Voor het eerst sinds de NAVO Russische diplomaten wegstuurde vanwege de gasaanval op de voormalige dubbelspion Sergei Skripal in het Engelse Salisbury, hebben beide partijen weer politiek overleg gevoerd.
De zogeheten NAVO-Ruslandraad kwam donderdag op ambassadeursniveau bijeen in het NAVO-hoofdkwartier in Brussel. Het was volgens de westerse alliantie een ''open uitwisseling’’ over onderwerpen als Oekraïne, militaire activiteiten, transparantie en risicoreductie. Beide kanten hebben briefings gegeven over aankomende oefeningen.
Het politieke overleg werd na de Russische inlijving van de Krim in 2014 opgeschort, maar sinds ruim twee jaar zitten ze weer af en toe om tafel. Beide partijen willen de lijnen openhouden. Vorige maand zaten militaire toplui van beide kanten al samen in Bakoe.
Omdat Moskou niet naar tevredenheid reageerde op de aanval op Skripal stuurden vrijwel alle NAVO-landen, waaronder Nederland, in maart Russische diplomaten weg.
De NAVO besloot dat de permanente missie van Rusland bij de NAVO nog uit maximaal twintig mensen mag bestaan, tien minder dan voorheen. De accreditatie van zeven Russen werd ingetrokken en die van drie anderen geweigerd.

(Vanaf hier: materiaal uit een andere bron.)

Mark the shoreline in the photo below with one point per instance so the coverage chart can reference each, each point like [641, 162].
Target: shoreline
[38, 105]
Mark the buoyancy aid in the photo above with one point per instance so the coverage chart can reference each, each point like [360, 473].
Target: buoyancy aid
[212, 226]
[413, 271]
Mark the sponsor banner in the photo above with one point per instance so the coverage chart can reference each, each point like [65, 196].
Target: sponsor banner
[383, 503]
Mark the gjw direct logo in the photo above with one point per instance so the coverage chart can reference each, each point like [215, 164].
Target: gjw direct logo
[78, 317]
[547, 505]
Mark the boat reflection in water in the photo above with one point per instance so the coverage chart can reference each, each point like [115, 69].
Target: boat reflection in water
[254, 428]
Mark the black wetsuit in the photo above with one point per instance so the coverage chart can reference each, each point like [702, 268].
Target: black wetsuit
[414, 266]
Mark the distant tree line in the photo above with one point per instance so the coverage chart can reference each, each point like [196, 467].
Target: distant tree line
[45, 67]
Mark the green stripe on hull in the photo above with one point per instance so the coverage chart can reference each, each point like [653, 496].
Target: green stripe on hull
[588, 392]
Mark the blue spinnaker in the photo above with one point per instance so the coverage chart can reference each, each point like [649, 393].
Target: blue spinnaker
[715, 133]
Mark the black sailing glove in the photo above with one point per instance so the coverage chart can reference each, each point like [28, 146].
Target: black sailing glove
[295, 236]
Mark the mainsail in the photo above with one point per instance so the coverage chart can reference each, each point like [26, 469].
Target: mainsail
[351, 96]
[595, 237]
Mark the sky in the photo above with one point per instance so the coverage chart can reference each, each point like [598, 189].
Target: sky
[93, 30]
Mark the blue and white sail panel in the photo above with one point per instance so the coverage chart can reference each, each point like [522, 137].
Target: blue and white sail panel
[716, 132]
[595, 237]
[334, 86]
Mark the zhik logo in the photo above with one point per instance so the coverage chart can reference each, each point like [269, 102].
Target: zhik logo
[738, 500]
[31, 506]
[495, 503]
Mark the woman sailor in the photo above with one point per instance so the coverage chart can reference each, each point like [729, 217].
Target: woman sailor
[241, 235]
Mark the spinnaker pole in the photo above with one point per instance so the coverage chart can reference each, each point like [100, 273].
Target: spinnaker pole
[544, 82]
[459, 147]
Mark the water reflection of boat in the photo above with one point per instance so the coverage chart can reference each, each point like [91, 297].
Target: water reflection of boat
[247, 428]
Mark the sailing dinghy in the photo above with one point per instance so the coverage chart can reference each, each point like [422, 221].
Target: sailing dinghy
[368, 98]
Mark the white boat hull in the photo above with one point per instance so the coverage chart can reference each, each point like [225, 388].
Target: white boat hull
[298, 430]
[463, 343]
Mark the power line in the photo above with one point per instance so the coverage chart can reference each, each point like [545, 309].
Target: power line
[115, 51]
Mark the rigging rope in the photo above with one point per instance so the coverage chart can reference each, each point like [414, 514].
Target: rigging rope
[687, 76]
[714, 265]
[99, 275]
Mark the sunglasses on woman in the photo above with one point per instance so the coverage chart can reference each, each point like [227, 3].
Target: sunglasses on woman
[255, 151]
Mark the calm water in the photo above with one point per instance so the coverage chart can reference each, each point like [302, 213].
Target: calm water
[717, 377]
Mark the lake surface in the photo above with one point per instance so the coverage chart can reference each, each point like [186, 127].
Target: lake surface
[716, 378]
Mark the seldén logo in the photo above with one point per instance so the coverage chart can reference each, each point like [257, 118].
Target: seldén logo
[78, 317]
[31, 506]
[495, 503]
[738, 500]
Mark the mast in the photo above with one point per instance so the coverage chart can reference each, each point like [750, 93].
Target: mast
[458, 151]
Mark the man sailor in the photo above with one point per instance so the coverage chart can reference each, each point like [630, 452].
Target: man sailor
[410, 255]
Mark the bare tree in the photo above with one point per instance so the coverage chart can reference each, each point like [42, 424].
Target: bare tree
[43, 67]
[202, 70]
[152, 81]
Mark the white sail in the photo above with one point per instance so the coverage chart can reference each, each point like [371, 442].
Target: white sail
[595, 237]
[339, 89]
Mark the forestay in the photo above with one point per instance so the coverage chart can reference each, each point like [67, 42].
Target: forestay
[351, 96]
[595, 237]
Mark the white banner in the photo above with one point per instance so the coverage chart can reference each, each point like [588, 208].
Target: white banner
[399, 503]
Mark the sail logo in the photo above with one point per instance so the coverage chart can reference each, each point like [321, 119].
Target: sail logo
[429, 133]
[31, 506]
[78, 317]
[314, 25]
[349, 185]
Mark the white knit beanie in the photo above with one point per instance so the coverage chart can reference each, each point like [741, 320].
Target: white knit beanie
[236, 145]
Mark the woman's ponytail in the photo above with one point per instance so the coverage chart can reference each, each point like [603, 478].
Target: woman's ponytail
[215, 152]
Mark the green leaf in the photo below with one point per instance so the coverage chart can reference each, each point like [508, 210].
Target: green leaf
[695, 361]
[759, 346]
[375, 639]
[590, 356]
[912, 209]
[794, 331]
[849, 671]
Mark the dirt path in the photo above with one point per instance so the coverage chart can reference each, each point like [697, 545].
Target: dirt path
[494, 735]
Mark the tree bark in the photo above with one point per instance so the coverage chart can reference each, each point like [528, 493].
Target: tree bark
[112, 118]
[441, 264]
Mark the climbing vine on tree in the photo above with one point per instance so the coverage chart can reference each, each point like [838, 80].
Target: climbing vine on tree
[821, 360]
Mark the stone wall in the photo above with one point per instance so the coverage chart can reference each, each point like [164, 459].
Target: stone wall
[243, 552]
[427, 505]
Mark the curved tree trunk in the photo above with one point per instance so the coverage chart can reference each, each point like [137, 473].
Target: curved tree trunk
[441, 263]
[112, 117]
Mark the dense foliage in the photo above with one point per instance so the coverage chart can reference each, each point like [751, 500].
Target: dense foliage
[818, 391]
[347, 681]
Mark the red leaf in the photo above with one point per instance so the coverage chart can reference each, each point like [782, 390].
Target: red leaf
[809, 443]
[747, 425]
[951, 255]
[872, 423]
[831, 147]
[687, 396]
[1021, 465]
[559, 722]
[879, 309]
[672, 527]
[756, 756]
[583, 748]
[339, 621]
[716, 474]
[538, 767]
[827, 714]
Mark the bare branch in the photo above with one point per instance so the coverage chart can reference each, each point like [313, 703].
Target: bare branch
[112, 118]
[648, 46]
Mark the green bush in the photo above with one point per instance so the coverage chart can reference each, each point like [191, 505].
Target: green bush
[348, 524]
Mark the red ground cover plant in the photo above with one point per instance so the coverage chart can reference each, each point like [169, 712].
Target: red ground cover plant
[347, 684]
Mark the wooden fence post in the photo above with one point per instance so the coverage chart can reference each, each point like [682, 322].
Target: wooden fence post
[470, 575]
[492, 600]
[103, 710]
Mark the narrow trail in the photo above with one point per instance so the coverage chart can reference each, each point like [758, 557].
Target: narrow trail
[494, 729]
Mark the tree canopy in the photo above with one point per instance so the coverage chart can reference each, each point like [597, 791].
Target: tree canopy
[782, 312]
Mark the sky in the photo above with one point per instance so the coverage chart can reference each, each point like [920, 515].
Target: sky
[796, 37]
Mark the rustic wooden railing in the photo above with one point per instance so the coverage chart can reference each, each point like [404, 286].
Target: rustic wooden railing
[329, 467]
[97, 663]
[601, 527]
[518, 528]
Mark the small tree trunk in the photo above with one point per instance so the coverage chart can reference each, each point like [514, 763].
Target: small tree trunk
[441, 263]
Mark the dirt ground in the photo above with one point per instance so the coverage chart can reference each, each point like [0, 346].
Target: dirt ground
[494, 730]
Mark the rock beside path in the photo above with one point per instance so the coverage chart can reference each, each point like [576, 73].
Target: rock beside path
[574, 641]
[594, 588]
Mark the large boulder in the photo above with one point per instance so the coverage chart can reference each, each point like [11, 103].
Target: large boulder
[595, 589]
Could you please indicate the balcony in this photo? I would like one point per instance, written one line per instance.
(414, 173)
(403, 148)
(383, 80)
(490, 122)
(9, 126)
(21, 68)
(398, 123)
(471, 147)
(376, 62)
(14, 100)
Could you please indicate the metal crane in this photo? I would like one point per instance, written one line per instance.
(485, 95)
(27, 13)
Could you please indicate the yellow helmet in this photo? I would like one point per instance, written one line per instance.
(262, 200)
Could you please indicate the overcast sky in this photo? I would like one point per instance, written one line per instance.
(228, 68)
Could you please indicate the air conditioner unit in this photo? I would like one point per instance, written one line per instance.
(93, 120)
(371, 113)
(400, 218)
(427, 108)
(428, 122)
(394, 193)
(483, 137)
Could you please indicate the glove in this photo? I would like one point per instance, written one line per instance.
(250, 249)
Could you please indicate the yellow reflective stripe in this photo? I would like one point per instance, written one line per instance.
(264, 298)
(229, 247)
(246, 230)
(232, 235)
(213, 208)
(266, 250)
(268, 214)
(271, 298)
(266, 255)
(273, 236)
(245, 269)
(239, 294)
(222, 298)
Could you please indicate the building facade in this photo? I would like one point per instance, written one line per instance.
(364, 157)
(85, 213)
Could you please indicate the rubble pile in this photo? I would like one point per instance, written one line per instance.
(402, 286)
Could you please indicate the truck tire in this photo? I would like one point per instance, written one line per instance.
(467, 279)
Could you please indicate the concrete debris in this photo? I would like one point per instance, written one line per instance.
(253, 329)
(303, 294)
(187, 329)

Skripal raakte in maart ernstig gewond bij de aanslag op zijn leven. Hierbij werd een vloeibare vorm van het in de voormalige Sovjet-Unie ontwikkelde zenuwgas novichok gebruikt. De toestand van de Rus was wekenlang kritiek. Pas halverwege mei mocht hij het ziekenhuis verlaten.
Het Verenigd Koninkrijk meent dat Rusland achter de aanval zit, maar volgens Moskou is dat niet het geval.